A cidade de São José da Varginha, no sul de Minas Gerais, passará por eleições suplementares após a Justiça Eleitoral indeferir a candidatura do prefeito eleito, José Alves de Carvalho Neto, mais conhecido como “Netinho” (PP). Ele teve todos os seus votos anulados por estar legalmente impedido de exercer cargos públicos devido a uma condenação por tráfico de drogas.
Netinho foi condenado em 2015 por envolvimento no transporte de seis toneladas de maconha, crime cometido entre 2012 e 2013. A pena de três anos e oito meses de prisão foi cumprida até 2019. Com isso, o político permanece inelegível por oito anos após o cumprimento da sentença, conforme a Lei da Ficha Limpa.
Mesmo com o histórico criminal, Netinho conseguiu disputar as eleições de 2024 com o registro de candidatura sub judice ou seja, sob avaliação judicial.
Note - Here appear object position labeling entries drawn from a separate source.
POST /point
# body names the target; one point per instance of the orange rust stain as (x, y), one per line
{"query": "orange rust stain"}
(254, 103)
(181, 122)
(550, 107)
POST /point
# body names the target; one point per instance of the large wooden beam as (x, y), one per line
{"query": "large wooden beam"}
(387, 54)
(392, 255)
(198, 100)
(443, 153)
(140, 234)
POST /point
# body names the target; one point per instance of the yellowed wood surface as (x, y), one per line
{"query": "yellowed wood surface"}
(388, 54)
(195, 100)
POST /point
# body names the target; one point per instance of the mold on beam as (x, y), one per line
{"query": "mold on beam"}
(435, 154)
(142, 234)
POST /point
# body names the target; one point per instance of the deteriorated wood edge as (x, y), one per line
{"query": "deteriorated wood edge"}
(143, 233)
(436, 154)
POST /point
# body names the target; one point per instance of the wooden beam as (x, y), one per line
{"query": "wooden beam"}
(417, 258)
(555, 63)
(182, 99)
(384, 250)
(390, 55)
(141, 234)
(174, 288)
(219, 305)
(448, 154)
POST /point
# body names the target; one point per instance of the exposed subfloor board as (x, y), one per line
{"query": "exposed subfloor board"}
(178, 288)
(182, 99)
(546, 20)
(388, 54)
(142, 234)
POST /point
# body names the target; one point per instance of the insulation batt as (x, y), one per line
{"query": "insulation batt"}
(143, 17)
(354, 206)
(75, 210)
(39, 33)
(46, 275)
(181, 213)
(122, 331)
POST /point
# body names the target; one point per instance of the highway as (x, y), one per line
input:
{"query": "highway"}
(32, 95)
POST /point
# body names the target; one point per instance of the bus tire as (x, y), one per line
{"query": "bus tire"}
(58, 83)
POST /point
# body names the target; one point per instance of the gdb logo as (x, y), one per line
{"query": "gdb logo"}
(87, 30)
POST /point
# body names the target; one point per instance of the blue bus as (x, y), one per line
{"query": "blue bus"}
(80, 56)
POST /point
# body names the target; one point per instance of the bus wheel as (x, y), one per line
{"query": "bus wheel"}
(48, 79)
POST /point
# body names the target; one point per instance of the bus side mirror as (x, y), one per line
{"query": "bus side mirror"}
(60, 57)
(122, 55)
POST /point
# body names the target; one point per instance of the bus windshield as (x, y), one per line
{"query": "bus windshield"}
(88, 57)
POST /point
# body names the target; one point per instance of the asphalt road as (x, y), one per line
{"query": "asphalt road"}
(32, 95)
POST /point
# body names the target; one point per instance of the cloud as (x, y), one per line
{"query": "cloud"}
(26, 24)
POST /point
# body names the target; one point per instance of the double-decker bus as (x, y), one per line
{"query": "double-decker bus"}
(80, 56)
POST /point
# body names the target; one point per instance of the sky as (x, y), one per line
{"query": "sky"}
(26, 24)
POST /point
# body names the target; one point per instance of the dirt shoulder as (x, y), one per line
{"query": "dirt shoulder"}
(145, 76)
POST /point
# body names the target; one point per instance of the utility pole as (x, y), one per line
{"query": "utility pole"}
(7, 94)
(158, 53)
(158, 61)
Ele venceu o pleito com 1.565 votos, o equivalente a quase 47% dos votos válidos, mas a Justiça Eleitoral anulou a votação devido à sua inelegibilidade.Com a anulação, o segundo colocado, José Evandro (PRD), que obteve 1.084 votos, não pode assumir automaticamente o cargo, já que não atingiu a maioria absoluta exigida. O terceiro candidato, Luciano Ferreira (PSB), ficou com 459 votos. Diante disso, o Tribunal Regional Eleitoral de Minas Gerais (TRE-MG) determinou a realização de um novo pleito.
A data da eleição suplementar ainda será anunciada pelo TRE-MG. Enquanto isso, o município segue sob gestão provisória da Câmara Municipal ou de um interventor definido pelo tribunal, até que os moradores escolham um novo prefeito nas urnas.
O caso reacende o debate sobre os filtros do sistema eleitoral e a necessidade de maior rigor nas candidaturas, especialmente em cidades pequenas, onde o impacto de decisões judiciais é ainda mais direto na governabilidade local.